SACRAMENTO, Calif. (AP) — California lawmakers worked in the dead of night in August during the final hours of the legislative session, approving last-minute policy changes that affect millions of people.

Activists are asking voters to outlaw that practice in November through Proposition 54, an effort to increase transparency in the Legislature.

The measure would require bills to be available for public viewing online for three days before the full Senate or Assembly could vote on them, make the Legislature record and publish videos of all public hearings and allow anyone attending to photograph or record them. Its chief backer is Republican donor Charles Munger Jr., who has contributed about $9 million to the effort.

Open government groups, newspaper editorial boards and the California Republican Party are lining up behind the proposal, but lawmakers are not. Neither is the Democratic Party, whose members control the statehouse and are hoping to win a two-thirds supermajority needed to raise taxes this election.

Supporters say the three-day bill notice will give lawmakers a chance to read legislation before voting on it, give reporters time to cover it and give Californians an opportunity to weigh in.

"The more people who participate, the stronger our democracy," said Helen Hutchinson, president of the League of Women Voters of California.

The change would eliminate a recurring dash to negotiate, tweak and pass hundreds of bills in the final hours before legislative deadlines, a practice that comes under fire after deals worked out in late-night negotiations sail through a chamber without public scrutiny.

This year that included a deal to appropriate $900 million from the state's cap-and-trade program, including a new mandate to cut methane emissions at dairy farms. The spending plan became public mid-day on Aug. 31, the last day of the two-year session, and cleared the Legislature six hours later among hundreds of other bills.

"The biggest decisions seem to be the ones being saved for the last-minute shenanigans," said David Kline, spokesman for the California Taxpayers Association, which supports the initiative.

Opponents argue that giving public notice of bills would only benefit lobbyists. Former Democratic Party Chairman Art Torres, a 20-year veteran of the Legislature, said Proposition 54 would give a few influential individuals more time to pester and sway legislators and dismantle bipartisan agreements.
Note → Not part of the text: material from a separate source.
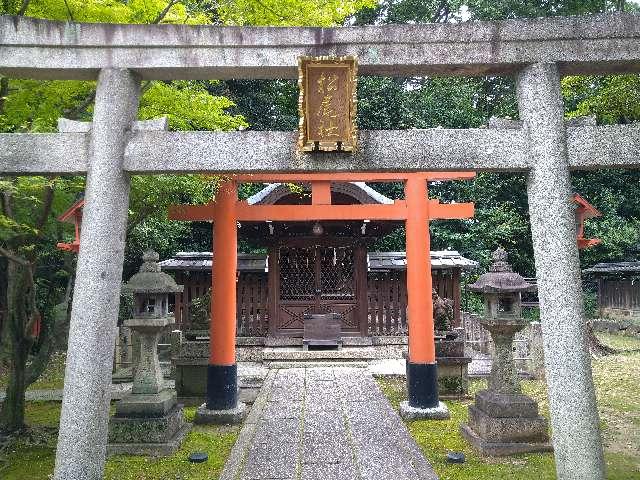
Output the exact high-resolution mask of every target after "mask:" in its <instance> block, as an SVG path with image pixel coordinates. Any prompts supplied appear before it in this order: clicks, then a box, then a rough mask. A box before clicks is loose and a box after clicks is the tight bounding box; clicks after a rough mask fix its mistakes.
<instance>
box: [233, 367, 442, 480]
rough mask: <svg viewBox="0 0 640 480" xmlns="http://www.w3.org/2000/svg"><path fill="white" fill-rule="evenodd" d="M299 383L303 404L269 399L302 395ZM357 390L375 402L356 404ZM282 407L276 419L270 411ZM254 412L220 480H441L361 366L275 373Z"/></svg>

"You have enough harassment from lobbyists when you're in the Legislature, I don't think extending the time for which they can badger you is really important to the legislative process," Torres said.

Four lawmakers — one Democrat and three Republicans — wrote four bills from 2013 to 2015 calling for the same three-day notice. None of them received a hearing.

"The initiative process was made for this," Munger said. "It doesn't matter who controls the government, they're never going to give you this."

Proposition 54 would also allow anyone to record legislative proceedings, a privilege currently reserved for legislative staff and credentialed journalists. All public meetings in and outside the Capitol would be videotaped and the Legislature would have to publish those videos online beginning in 2018.